Unwanted antibody responses arising from pathological B-cell responses underlie many diseases. Non-specific immunosuppression remains the frontline therapy, and induction of antigen-specific tolerance remains elusive. Immunotherapies typically manipulate the T-cell component of pathogenic immune responses but few directly target B cells. Transfer of gene-engineered hematopoietic stem cells (HSC) is an approach endowed with features that engender great promise for antigen-specific immunotherapy, particularly the potential to deliver antigen in a form directly tolerogenic to B cells. However this approach must be used in a way that preserves bystander immunity.

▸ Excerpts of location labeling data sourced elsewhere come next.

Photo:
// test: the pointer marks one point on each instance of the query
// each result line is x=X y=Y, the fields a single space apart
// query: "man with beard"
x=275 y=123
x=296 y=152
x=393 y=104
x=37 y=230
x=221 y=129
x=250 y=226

Gene-engineered bone marrow encoding ubiquitous ovalbumin (OVA) expression was transferred after low-dose (300cGy) immune-preserving irradiation. Homeostasis of pre-existing OVA-specific B cells and those arising after BM transfer was monitored using flow cytometry and responsiveness to immunisation was tested. OVA-specific B cells were purged from the pre-exiting mature B-cell population in recipients following transfer of OVA-encoding BM as well as from newly-developed B cells that arose after BM transfer. OVA-specific antibody production was largely prevented after OVA-encoding BM transfer and this was consequent to inhibition of B-cell activation, development of germinal centres and plasmablast differentiation. Low levels of gene-engineered bone marrow chimerism (~20%) were sufficient to limit antigen-specific antibody production. These data show that antigen-specific B cells within an established B cell repertoire are susceptible to de novo tolerance induction and this can be mediated by transfer of gene-engineered bone marrow.
This study provides an important proof-of-principle that HSC-mediated gene therapy has the capacity to modulate a mature developed B-cell repertoire under conditions where bystander immunity is preserved.